Modernidade líquida e internet reduzida

A segunda semana de 2017 lembrou muito as reviravoltas nem sempre felizes de 2016: a morte do sociólogo Zygmunt Bauman e o fim da internet banda larga ilimitada, então anunciada pelo ministro de Ciência, Tecnologia, Inovações e Comunicações Gilberto Kassab.

O próprio ministro já desmentiu a regulamentação, o que não deixa de ser mais uma mudança repentina no mesmo estilo de tantas que aconteceram no último ano. Contudo, não custa fazer um exercício de imaginação sobre o que aconteceria caso esse controle se efetivasse.

Na era da internet, dos serviços de streaming para assistir séries e filmes, das mídias sociais e de seus memes e dos nômades digitais – pessoas que trabalham de maneira remota e on-line de qualquer lugar do mundo -, um possível controle de fato gera choque e revolta. Se o serviço já não é dos bons há tempos, tenderia a piorar. Especialistas afirmam que os planos mais baratos, normalmente de 10Gb mensais e bastante consumidos pelas classes C e D, só durariam 4 horas de filme. Se for pensado em uma escala maior, na qual a internet é o principal meio de comunicação utilizado por jovens, entra-se no cenário de atraso e retrocesso à democracia.

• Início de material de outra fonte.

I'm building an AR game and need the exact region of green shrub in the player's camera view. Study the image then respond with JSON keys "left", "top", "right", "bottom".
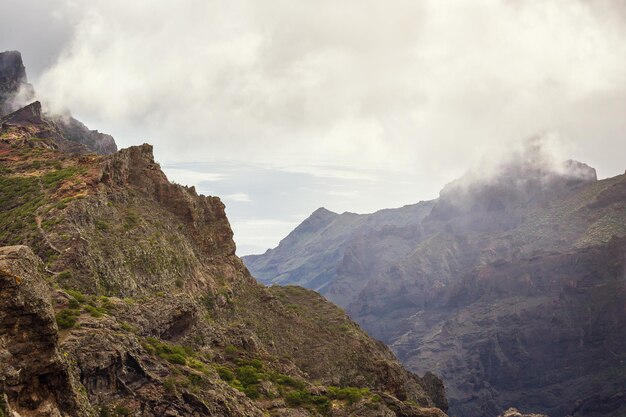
{"left": 143, "top": 338, "right": 195, "bottom": 366}
{"left": 163, "top": 377, "right": 176, "bottom": 394}
{"left": 270, "top": 373, "right": 305, "bottom": 389}
{"left": 68, "top": 297, "right": 80, "bottom": 309}
{"left": 42, "top": 167, "right": 79, "bottom": 186}
{"left": 161, "top": 353, "right": 187, "bottom": 365}
{"left": 285, "top": 390, "right": 330, "bottom": 413}
{"left": 187, "top": 373, "right": 205, "bottom": 387}
{"left": 243, "top": 384, "right": 261, "bottom": 399}
{"left": 56, "top": 309, "right": 81, "bottom": 329}
{"left": 65, "top": 288, "right": 86, "bottom": 302}
{"left": 120, "top": 322, "right": 136, "bottom": 332}
{"left": 187, "top": 358, "right": 208, "bottom": 373}
{"left": 123, "top": 209, "right": 140, "bottom": 230}
{"left": 216, "top": 366, "right": 235, "bottom": 382}
{"left": 327, "top": 386, "right": 370, "bottom": 404}
{"left": 224, "top": 345, "right": 238, "bottom": 360}
{"left": 84, "top": 304, "right": 106, "bottom": 318}
{"left": 95, "top": 219, "right": 109, "bottom": 231}
{"left": 236, "top": 365, "right": 262, "bottom": 386}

Pelo conceito de modernidade líquida de Bauman, vive-se hoje um mundo de fluidez e volatilidade onde novas relações e instituições são criadas. A internet é um dos principais propulsores dessa quebra de paradigmas, espaço onde cada um vive por si e de acordo com suas culturas e as relações de trabalho se tornam flexíveis e incertas – empregos temporários, acordos nem sempre contratuais, pequenos serviços esporádicos, entre outras configurações. Saímos de uma modernidade sólida de antes de 1960 para a liquidez – que não necessariamente é saudável, haja visto as relações seletivas econômica e socialmente.

A limitação da internet banda larga prejudicaria as plataformas de aprendizagem em áudio e vídeo, os profissionais que armazenam seus dados em nuvem e o download de jogos. Diminuiria o alcance de mídias livres e comunitárias que remam contra a maré das grandes empresas de comunicação. Dificultaria a disseminação de ideais frescos, livres e inteligentes, tão raros ultimamente. O país não é o único que teve a intenção de regular pacotes de internet banda larga, mas, certamente, seria aquele não disponibilizaria alternativas plausíveis a essa limitação.

Não estamos em tempos de pânico nem desespero, mas um alerta foi ligado. Dar início a outra fase, em que se reduziria a potência e o alcance de conhecimentos e de espaços tão duramente conquistados pelos mais pobres, não seria tão moderno assim.